The transfer printing method proved crucial for maintaining the self-assembled structure and achieving efficient energy transfer. TrPL analysis revealed a significant reduction in Pt(fprpz)₂ emission lifetime in the stamped bilayer, indicating efficient energy transfer to BTP-eC9. The energy transfer ratio was calculated to be 68.8%. GIWAXS and NEXAFS analyses confirmed the impact of the stamping method on the molecular packing and crystalline structure, with the stamped film exhibiting a smaller d-spacing in BTP-eC9, improving its face-on orientation and PLQY. ps-TAS measurements showed suppressed charge separation in the stamped bilayer compared to the spin-coated bilayer, highlighting the advantages of the stamping method in maintaining interface quality. SCLC measurements determined hole and electron mobilities. Setfos simulations guided optimization of the OLED architecture, revealing that decreasing the Pt(fprpz)₂ layer thickness suppressed Pt(fprpz)₂ emission and increased BTP-eC9 emission. The optimized sandwiched structure (Pt(fprpz)₂ (5 nm)/BTP-eC9/Pt(fprpz)₂ (5 nm)) achieved a record high radiance of 39.97 W sr⁻¹ m⁻² and EQE of 2.24% (1.94 ± 0.18%) at 925 nm emission. The method was also successful with other NIR dyes, such as BTPV-eC9, demonstrating its applicability for generating hyperfluorescent OLEDs in the NIR region.

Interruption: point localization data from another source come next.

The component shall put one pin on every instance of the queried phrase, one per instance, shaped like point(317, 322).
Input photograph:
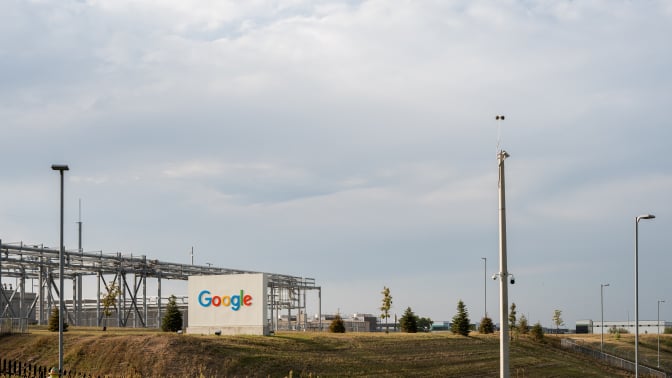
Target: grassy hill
point(131, 353)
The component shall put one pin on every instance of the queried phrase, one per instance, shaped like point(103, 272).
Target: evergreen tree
point(53, 321)
point(537, 332)
point(486, 326)
point(522, 325)
point(337, 325)
point(385, 307)
point(109, 301)
point(172, 320)
point(409, 321)
point(425, 324)
point(460, 325)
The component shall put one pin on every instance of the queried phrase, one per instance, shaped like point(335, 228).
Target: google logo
point(233, 301)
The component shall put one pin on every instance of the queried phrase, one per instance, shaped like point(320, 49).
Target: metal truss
point(129, 274)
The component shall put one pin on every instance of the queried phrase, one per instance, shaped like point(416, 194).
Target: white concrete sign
point(233, 304)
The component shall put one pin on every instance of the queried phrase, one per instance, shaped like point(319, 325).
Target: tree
point(557, 320)
point(409, 321)
point(523, 327)
point(486, 325)
point(460, 324)
point(425, 324)
point(53, 321)
point(385, 307)
point(537, 332)
point(109, 301)
point(337, 325)
point(172, 319)
point(512, 318)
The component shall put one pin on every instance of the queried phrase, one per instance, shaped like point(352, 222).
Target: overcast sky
point(353, 142)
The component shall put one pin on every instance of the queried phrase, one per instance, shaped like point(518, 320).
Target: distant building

The findings demonstrate a significant advancement in NIR OLED technology. The use of interfacial energy transfer, combined with the stamping method, offers a highly effective strategy for creating bright, efficient NIR OLEDs. The optimized sandwiched architecture provides flexibility in choosing NIR dyes without significant modifications to the device structure. The results highlight the importance of meticulous control over the molecular packing and interface quality for enhancing OLED performance. The successful demonstration of this method with different NIR dyes suggests its broad applicability for future NIR OLED development. The design criteria for effective interfacial energy transfer devices are also identified: appropriate energy level alignment, strong photoluminescence of the donor, high absorption of the acceptor, and optimized device structure for efficient exciton recombination near the interface.

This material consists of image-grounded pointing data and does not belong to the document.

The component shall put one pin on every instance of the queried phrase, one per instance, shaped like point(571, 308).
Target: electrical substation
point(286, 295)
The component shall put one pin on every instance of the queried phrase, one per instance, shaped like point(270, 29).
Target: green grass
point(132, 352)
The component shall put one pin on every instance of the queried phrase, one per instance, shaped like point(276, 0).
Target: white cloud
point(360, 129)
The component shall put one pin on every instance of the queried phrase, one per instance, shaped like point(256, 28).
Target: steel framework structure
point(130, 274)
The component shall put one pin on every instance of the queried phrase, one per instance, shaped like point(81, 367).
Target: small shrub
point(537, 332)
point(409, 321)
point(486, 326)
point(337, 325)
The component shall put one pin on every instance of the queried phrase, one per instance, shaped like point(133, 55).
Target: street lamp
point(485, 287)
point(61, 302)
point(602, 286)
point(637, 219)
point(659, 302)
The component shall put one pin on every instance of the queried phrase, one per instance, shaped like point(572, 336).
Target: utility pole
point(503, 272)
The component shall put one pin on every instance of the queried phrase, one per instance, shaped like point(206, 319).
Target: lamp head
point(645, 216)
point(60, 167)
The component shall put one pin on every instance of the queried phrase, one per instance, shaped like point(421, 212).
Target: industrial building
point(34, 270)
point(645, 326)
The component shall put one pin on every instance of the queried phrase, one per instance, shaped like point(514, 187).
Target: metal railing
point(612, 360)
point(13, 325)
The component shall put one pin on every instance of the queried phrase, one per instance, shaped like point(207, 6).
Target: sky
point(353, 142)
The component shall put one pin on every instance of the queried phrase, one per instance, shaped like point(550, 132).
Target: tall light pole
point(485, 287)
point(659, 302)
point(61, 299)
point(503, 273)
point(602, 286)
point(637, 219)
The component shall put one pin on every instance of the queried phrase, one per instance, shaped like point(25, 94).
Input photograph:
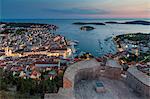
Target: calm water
point(88, 40)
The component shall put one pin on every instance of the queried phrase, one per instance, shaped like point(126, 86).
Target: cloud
point(80, 11)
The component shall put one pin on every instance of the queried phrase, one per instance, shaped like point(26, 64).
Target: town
point(35, 62)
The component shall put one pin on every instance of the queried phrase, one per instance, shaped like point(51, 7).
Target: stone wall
point(137, 85)
point(95, 72)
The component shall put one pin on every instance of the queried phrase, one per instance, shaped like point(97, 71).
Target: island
point(130, 22)
point(87, 28)
point(88, 23)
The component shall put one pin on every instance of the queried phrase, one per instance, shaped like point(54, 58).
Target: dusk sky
point(22, 9)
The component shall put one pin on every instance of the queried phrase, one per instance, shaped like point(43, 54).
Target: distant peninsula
point(88, 23)
point(130, 22)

This research successfully demonstrates a novel approach for fabricating high-performance NIR OLEDs based on interfacial energy transfer. The optimized sandwiched structure, utilizing the stamping method, achieved record-high radiance and EQE at 925 nm emission. The method's versatility makes it readily adaptable for different NIR dyes, promising further advancements in the field. Future research could explore new NIR dyes with improved properties and further optimize device architecture for even higher efficiency and broader applications.

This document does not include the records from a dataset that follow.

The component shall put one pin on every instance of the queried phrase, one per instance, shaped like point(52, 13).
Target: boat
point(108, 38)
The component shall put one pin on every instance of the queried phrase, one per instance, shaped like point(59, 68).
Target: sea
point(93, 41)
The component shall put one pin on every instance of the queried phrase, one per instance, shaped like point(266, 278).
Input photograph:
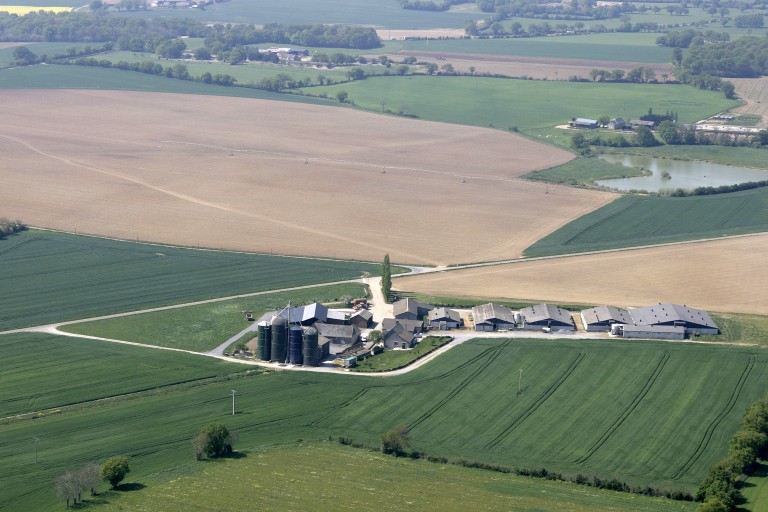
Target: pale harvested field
point(754, 91)
point(275, 177)
point(534, 67)
point(728, 275)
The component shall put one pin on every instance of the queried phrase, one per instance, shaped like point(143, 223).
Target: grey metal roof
point(544, 313)
point(492, 313)
point(604, 314)
point(670, 313)
point(444, 314)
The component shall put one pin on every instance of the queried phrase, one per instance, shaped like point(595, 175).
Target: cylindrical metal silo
point(294, 345)
point(311, 355)
point(279, 328)
point(264, 332)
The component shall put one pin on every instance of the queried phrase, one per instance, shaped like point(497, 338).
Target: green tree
point(114, 470)
point(386, 278)
point(395, 441)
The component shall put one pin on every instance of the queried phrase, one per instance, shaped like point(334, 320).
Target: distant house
point(444, 319)
point(412, 326)
point(491, 317)
point(410, 309)
point(547, 315)
point(617, 123)
point(398, 337)
point(361, 319)
point(580, 122)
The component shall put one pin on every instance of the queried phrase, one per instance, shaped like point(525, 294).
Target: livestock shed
point(410, 309)
point(490, 317)
point(412, 326)
point(694, 321)
point(398, 337)
point(601, 318)
point(444, 319)
point(547, 315)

The study focuses on specific NIR dyes and device architectures. The generalizability of the findings to other NIR dyes and device structures requires further investigation. While the stamping method improves the performance significantly, it adds an extra step to the device fabrication process. The long-term stability of these devices under operational conditions needs further evaluation. The ps-TAS measurements were performed with optical pumping, so direct investigation using electric pumping would provide additional insights into carrier behaviors.